I don’t even really like chocolate cake. I’m more of a vanilla and buttercream frosting kind of girl. It was just the point that I couldn’t have it. By the third day of that diet, I was stuffing my face with a slice of decadent chocolate cake I bought at the local supermarket. I ate it for dinner.

Never went back on that carbs only diet either.
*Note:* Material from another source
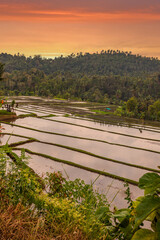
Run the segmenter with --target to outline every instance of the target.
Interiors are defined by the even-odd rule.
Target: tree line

Gabe is my proverbial slice of chocolate cake. Hell, he’s the entire cake. I’m normally not a huge fan, it’s never been my usual craving, but oh wow, when I want it, I become desperate. I’ll do anything to have just one taste.

Just one.

“No more diets, Lucy,” he murmurs against my lips. His deep, sexy voice pulls me from my thoughts, reminds me that I can have another taste of my newfound craving right now. “I like you just as you are. I wish you would too.”

His words melt me further. Why is he so perfect? God, he makes me crazy. Insane. He starts to kiss me again and I lose myself in it, his hands fully beneath my shirt now, his fingers toying with the lacy edge of my bra. I pull away from him, remembering that we’re in the living room. His sister is sleeping on the couch and his parents could walk through the front door at any given moment.

“I should go,” I say, releasing a shaky breath as I glance around the room. I only brought my phone and a set of keys, both of which are on me so I can go. I should go.

But it’s like I can’t make my legs move.

He studies me, his lips swollen and damp from our kisses, his hair a mess from my fingers. He takes hold of my hand, interlacing our fingers together. It’s like he’s touching the very depths of my soul, which is totally corny right? Who thinks like that, let alone really feels like that?

Me. I do. Oh my God, I do. Gabe’s eyes are warm as they study me and he reaches out with his free hand, draws his finger up my cheek, tucking a wild strand of hair behind my ear. “Come on,” he murmurs.

When he speaks to me in that low, seductive tone, I feel all shivery inside. A feeling I want to experience again.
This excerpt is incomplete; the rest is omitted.